Wenn ein Song aus den frühen Nullerjahren, als Streaming höchstens ein feuchter Traum von Napster-Powerusern war, mehr als eine Milliarde Spotify-Plays ausweist, zeigt das: Das ist nicht bloss eine beliebte Nummer, das ist ein Generationen überdauerndes Stück Musikgeschichte. In diese Kategorie gehören unter anderem «Toxic» von Britney Spears, Linkin Parks «In the End» – und «Take Me Out» von Franz Ferdinand.
Der unwiderstehlich treibende Post-Punk-Revival-Banger gehört nach wie vor auf die Playlist jeder respektablen Indie-, ach, Pop-Party und hat auch 21 Jahre nach seinem Release nichts von seiner Sexyness und Anziehungskraft eingebüsst. Das zeigte sich auch am Gurtenfestival-Freitag, als der schottische Fünfer als einer der wenigen Rock-Acts auf dem 2025er Line-up die Massen nicht nur anlockte, sondern auch zu zahlreichen Circle- und Moshpits begeisterte.
Vor dem Gig sprach SRF 3 mit Frontmann Alex Kapranos über den Gitarren-Megahit. Das ganze Interview gibt's oben im Video und hier unten sind die drei erstaunlichsten Erkenntnisse daraus.

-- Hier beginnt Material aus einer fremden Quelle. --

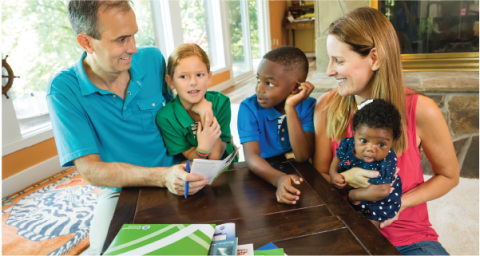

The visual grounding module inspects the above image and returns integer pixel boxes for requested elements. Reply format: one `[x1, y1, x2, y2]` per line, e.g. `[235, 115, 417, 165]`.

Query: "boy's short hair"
[167, 44, 210, 77]
[263, 46, 308, 82]
[352, 99, 402, 140]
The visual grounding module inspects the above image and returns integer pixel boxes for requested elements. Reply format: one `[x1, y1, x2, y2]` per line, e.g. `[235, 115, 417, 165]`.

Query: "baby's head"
[165, 44, 212, 107]
[256, 46, 308, 108]
[352, 99, 402, 163]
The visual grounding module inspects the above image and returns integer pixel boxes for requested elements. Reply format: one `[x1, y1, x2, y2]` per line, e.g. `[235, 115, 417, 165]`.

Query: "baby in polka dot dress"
[330, 99, 402, 228]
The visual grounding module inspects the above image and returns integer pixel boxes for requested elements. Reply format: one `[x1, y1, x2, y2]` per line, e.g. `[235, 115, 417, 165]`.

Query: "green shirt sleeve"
[156, 107, 192, 156]
[212, 93, 232, 143]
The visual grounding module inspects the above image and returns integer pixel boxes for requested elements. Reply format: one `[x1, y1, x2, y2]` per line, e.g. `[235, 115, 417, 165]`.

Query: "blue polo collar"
[74, 51, 146, 96]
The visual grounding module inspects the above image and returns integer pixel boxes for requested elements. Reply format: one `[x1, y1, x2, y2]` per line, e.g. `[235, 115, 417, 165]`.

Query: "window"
[1, 0, 155, 151]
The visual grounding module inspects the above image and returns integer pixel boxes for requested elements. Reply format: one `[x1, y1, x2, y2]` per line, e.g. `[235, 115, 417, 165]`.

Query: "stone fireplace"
[310, 0, 480, 178]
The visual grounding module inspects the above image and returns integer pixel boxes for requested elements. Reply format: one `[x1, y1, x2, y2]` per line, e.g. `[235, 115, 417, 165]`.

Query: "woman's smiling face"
[327, 35, 375, 99]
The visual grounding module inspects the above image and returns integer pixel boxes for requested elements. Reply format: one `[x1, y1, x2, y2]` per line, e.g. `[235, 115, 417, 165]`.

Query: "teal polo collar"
[74, 51, 146, 96]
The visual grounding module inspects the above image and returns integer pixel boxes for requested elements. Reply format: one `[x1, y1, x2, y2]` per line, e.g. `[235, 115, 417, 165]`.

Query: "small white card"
[213, 235, 227, 241]
[237, 244, 253, 256]
[190, 147, 241, 185]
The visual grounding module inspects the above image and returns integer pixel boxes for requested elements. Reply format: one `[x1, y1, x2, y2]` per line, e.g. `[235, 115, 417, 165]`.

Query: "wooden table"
[103, 157, 401, 256]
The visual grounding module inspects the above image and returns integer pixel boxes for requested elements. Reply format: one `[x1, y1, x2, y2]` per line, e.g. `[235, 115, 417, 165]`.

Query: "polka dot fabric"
[336, 137, 402, 221]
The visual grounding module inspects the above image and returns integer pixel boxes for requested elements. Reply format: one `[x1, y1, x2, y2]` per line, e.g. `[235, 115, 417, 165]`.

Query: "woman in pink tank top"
[314, 8, 460, 255]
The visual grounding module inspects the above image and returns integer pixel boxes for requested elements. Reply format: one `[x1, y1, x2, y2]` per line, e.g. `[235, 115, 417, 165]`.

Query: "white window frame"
[1, 0, 271, 157]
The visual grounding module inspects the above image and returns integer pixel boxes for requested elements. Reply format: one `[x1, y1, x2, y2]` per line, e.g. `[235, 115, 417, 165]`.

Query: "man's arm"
[243, 141, 303, 204]
[74, 154, 208, 195]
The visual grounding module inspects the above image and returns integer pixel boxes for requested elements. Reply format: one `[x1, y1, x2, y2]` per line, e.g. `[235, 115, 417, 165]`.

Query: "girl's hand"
[347, 190, 362, 205]
[276, 175, 303, 204]
[340, 167, 380, 188]
[330, 173, 347, 189]
[197, 115, 222, 152]
[192, 98, 213, 126]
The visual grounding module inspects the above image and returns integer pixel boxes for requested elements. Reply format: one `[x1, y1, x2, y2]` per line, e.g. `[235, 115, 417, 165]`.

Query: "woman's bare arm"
[402, 95, 460, 208]
[381, 95, 460, 228]
[313, 93, 333, 182]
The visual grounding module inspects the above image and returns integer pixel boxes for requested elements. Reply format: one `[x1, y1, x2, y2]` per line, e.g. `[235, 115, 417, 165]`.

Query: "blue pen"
[185, 160, 190, 198]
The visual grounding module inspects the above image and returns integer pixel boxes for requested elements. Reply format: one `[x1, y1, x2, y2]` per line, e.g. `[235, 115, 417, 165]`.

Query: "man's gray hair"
[68, 0, 133, 40]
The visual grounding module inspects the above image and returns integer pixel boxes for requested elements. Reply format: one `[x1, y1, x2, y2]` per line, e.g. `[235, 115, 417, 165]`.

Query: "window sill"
[2, 125, 53, 157]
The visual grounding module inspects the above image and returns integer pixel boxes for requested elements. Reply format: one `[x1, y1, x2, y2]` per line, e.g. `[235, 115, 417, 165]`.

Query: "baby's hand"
[197, 115, 222, 152]
[330, 173, 347, 189]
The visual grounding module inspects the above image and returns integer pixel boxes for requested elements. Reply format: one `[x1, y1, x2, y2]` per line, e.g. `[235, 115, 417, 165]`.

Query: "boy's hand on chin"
[285, 82, 315, 108]
[276, 175, 303, 204]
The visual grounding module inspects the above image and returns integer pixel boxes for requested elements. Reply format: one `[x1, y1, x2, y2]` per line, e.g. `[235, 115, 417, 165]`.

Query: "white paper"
[190, 147, 241, 185]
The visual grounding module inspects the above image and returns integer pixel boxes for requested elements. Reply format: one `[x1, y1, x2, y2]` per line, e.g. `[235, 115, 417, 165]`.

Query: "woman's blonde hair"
[325, 7, 408, 155]
[167, 44, 210, 78]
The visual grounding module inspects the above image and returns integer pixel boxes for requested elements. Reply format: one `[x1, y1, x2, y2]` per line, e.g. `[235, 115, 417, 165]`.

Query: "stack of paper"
[103, 224, 216, 256]
[103, 223, 286, 256]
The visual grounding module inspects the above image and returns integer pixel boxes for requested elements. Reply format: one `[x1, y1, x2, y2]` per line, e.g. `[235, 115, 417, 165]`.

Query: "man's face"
[354, 125, 393, 163]
[256, 59, 298, 110]
[92, 9, 138, 73]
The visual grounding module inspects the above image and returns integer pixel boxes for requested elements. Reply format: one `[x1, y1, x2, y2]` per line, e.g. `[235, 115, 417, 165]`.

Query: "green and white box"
[103, 224, 216, 256]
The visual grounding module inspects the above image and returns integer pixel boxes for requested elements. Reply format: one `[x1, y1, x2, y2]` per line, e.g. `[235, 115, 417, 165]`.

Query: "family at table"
[47, 0, 459, 255]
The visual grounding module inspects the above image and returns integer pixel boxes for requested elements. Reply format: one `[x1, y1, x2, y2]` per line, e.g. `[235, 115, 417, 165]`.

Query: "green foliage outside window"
[1, 0, 155, 97]
[228, 0, 261, 60]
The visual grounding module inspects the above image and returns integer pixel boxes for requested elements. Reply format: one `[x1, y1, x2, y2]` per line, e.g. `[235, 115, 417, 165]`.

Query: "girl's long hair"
[325, 7, 408, 155]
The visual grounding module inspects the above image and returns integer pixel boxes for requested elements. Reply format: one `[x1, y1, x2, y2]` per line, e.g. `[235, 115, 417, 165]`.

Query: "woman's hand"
[276, 175, 303, 204]
[340, 167, 380, 188]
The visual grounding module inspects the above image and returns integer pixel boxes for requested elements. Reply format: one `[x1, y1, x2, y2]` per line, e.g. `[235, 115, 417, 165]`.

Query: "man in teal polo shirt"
[47, 0, 207, 255]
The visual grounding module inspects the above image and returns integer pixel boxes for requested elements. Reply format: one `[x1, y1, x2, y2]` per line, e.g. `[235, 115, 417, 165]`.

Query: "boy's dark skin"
[330, 125, 393, 228]
[243, 59, 315, 204]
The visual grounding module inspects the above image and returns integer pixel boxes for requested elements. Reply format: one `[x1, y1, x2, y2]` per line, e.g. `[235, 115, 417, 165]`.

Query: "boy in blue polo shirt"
[238, 46, 316, 204]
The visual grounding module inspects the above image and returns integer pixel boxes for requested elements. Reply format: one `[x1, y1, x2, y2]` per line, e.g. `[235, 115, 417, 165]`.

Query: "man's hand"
[276, 175, 303, 204]
[330, 173, 347, 189]
[285, 82, 315, 108]
[192, 98, 213, 125]
[340, 167, 380, 188]
[165, 165, 208, 196]
[197, 116, 222, 152]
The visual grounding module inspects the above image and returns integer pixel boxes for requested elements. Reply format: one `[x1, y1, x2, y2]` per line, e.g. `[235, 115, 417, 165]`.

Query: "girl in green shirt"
[156, 44, 238, 162]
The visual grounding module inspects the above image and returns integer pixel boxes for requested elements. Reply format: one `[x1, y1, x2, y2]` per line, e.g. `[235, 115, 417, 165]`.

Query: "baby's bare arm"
[348, 183, 391, 202]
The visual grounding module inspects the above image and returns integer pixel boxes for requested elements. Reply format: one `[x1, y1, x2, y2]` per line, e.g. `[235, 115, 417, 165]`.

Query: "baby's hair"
[167, 44, 210, 78]
[263, 46, 308, 82]
[352, 99, 402, 140]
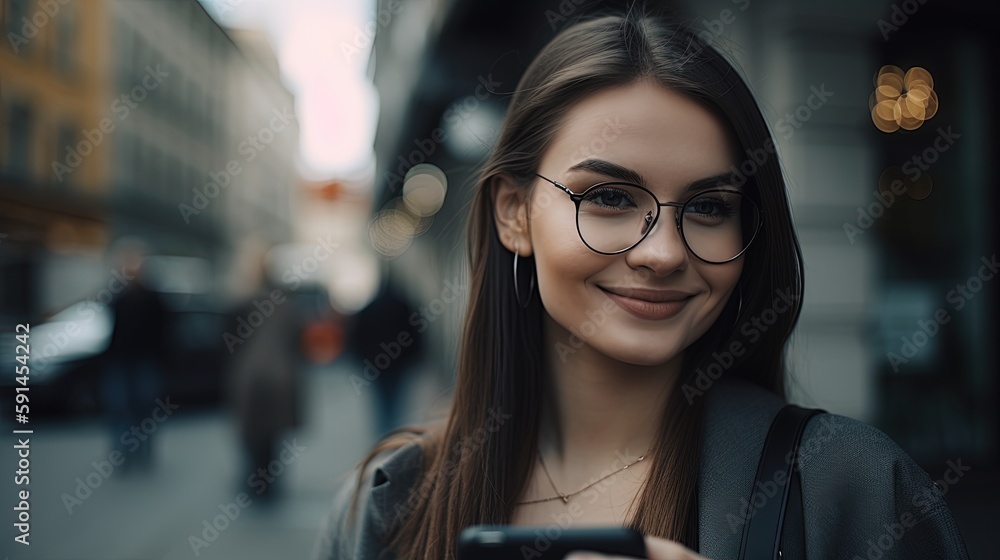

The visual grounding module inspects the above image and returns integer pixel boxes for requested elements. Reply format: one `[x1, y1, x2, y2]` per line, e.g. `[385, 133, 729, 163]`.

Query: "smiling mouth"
[601, 288, 694, 320]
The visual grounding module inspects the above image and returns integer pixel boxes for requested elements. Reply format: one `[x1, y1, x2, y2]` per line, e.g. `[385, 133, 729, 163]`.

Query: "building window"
[2, 0, 31, 53]
[53, 122, 74, 186]
[55, 4, 76, 77]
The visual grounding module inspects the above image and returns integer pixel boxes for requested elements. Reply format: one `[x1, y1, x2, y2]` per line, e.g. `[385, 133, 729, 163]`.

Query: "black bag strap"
[739, 404, 826, 560]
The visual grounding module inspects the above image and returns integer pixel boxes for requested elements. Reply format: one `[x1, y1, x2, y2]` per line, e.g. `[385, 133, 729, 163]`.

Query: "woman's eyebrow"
[567, 158, 737, 194]
[566, 158, 646, 185]
[681, 172, 738, 194]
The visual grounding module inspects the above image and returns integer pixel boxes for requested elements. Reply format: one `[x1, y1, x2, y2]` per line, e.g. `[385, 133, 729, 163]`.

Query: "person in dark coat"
[101, 238, 167, 471]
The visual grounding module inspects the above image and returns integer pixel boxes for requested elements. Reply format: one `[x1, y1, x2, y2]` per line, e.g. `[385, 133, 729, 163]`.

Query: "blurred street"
[0, 360, 446, 560]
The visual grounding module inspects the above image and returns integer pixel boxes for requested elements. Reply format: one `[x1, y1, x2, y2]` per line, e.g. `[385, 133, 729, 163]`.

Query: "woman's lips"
[601, 288, 692, 320]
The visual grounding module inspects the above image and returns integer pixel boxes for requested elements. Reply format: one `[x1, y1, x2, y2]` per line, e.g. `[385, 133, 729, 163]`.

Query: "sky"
[199, 0, 378, 180]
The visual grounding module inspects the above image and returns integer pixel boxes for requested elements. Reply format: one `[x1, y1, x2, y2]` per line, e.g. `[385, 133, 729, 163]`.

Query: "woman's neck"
[539, 315, 681, 472]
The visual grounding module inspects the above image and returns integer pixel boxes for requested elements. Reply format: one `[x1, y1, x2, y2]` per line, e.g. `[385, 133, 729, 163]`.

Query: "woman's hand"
[564, 536, 709, 560]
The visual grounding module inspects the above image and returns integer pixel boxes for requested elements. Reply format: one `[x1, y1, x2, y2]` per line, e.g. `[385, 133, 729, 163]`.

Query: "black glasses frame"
[535, 173, 764, 264]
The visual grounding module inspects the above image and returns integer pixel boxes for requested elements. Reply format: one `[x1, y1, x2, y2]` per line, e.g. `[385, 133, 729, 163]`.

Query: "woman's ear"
[491, 175, 532, 257]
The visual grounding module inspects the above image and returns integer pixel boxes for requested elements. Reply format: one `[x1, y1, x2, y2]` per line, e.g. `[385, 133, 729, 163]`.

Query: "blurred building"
[370, 0, 1000, 461]
[0, 0, 298, 320]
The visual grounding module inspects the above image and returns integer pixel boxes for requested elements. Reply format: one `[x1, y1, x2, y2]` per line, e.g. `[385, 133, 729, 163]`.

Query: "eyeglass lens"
[577, 183, 760, 262]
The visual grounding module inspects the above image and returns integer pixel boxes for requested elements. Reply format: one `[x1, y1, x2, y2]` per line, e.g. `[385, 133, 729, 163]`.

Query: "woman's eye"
[587, 189, 635, 208]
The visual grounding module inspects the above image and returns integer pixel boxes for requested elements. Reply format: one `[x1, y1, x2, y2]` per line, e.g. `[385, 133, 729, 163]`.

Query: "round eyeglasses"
[536, 174, 763, 264]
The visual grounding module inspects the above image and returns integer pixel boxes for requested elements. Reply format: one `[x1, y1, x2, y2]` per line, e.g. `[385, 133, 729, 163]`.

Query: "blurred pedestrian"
[101, 237, 167, 472]
[226, 243, 302, 499]
[348, 274, 423, 437]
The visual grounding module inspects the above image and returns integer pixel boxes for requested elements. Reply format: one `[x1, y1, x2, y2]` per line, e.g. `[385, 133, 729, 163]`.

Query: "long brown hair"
[348, 6, 802, 560]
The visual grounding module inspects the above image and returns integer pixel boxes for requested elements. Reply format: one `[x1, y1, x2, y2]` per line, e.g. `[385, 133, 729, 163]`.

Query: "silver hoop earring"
[514, 250, 535, 309]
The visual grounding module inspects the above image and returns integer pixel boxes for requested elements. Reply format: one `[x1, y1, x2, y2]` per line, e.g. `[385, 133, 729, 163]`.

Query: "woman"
[317, 8, 966, 559]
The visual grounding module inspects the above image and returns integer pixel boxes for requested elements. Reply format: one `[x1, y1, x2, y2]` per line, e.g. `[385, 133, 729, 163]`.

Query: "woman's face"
[520, 82, 743, 365]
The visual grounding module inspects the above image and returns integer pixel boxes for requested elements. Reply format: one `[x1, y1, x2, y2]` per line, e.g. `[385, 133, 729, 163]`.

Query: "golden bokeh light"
[868, 64, 938, 133]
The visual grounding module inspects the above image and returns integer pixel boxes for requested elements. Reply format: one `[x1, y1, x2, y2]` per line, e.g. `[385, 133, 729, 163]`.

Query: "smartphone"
[458, 525, 646, 560]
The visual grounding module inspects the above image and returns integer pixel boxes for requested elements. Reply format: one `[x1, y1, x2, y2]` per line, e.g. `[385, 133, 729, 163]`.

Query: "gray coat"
[314, 378, 968, 560]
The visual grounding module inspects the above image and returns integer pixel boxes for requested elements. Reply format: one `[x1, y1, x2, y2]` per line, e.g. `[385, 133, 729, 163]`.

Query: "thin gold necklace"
[517, 447, 653, 505]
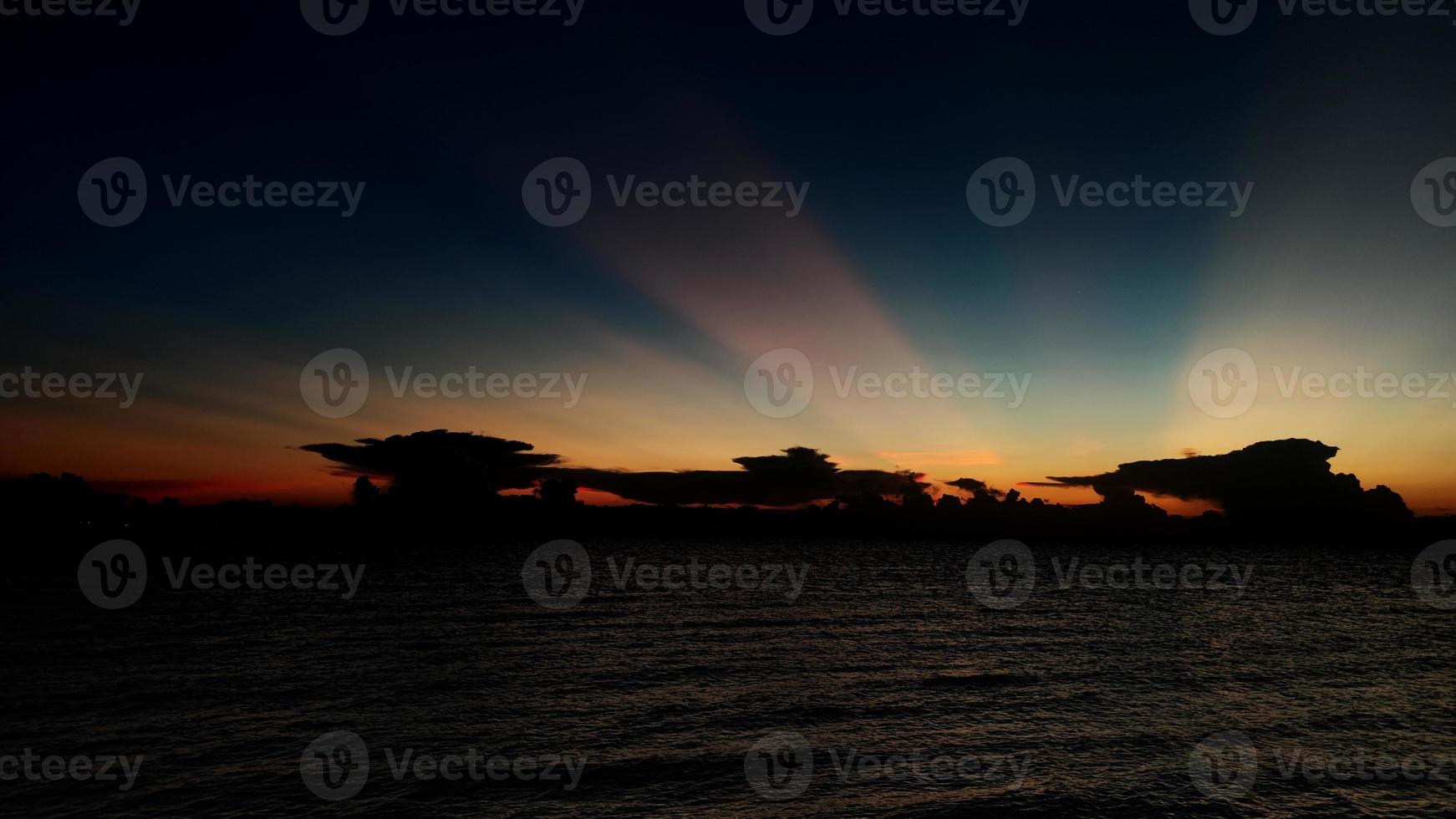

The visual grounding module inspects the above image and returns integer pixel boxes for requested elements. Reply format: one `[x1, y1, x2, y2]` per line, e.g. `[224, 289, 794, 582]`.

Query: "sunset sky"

1. Das Tempo wechselt, weil sie beduselt waren
Neben seiner fesselnden Eingängigkeit besticht «Take Me Out» auch mit seiner überraschenden Ungewöhnlichkeit: Die Strophe galoppiert nach vorne, dann drosseln Franz Ferdinand das Tempo und wechseln für den Refrain in den Trab. Sowas gibt's in Popsongs selten.
-
Bild 1 von 3. Tanzschuhe an, Moves dabei: Alex Kapranos hüpft seit der Bandgründung 2002 an der Spitze von Franz Ferdinand. Bildquelle: SRF/Lena Rhyner.
-
Bild 2 von 3. Klar, das Haar ist etwas schütterer als auch schon – bei Teilen der Gurten-Crowd ebenfalls. Der Spielfreude der schottischen Band tut das aber keinen Abbruch. Bildquelle: SRF/Lena Rhyner.
-
Bild 3 von 3. Alex Kapranos verneigt sich vor dem Gurtenfestival-Publikum – das im Gegenzug vor Franz Ferdinand in die Knie geht und aus dem Feiern fast nicht mehr rauskommt. Bildquelle: SRF/Lena Rhyner.
Und es war auch nicht geplant, wie Alex erzählt: «Wir schrieben einen Teil des Stücks und gingen dann aus für einen Drink – na ja, für ein paar Drinks. Dann kamen wir zurück, schrieben den anderen Teil und merkten, dass wir nach den Drinks schneller geworden waren.»
Sie hätten es einfach nicht hinbekommen, dass das Tempo der Strophe mit dem des Refrains zusammenpasst. Und entschieden sich darum dazu, einfach alle Strophen an den Anfang zu nehmen und danach alle Refrains zu spielen – und schufen so einen Indie-Klassiker. Und welcher Drink entfesselte diese Magie? «Es dürfte Whisky gewesen sein», so der Bandleader, «wir haben eine Menge Whisky getrunken.»
2. Das Riff ist, äh, geliehen
Beziehungen, Weltschmerz, Baustellen – Inspiration kann gefühlt unendlich viele Ursprünge haben. Manchmal kommt sie aber auch einfach von der vorprogrammierten Begleitmelodie eines Yamaha-Keyboards, verrät Alex Kapranos: «Es hatte diese Bluegrass-Einstellung und ich tüftelte mit unserem früheren Gitarristen Nick [McCarthy] rum. Für sein Refrain-Riff spielte er eigentlich einfach diese Melodie nach. Es geht darum, herumzualbern und Spass zu haben – ich glaube, so entsteht die beste Musik.»
3. Der Song hat einen weltberühmten Fan
Apropos Inspiration: Die Idee für die Lyrics kam dem Sänger, nachdem er den Zweiter-Weltkriegs-Film «Enemy at the Gates» gesehen hatte, in dem zwei Scharfschützen darauf warten, dass der jeweils andere seine Position verrät, also den ersten Schritt macht – quasi wie in der Liebe.
Eine der Hauptrollen im Streifen spielt Jude Law, dessen Nanny Alex zufällig mal im Flugzeug traf und die ihm verriet, dass der Hollywood-Star ein grosser Fan sei. «Ich habe ihr gesagt, sie solle ihm ausrichten, dass er eine Inspiration für den Song war», so der Musiker. Kennengelernt habe er den englischen Schauspieler jedoch nie. «Aber ich habe sein Kindermädchen getroffen und sie war nett.»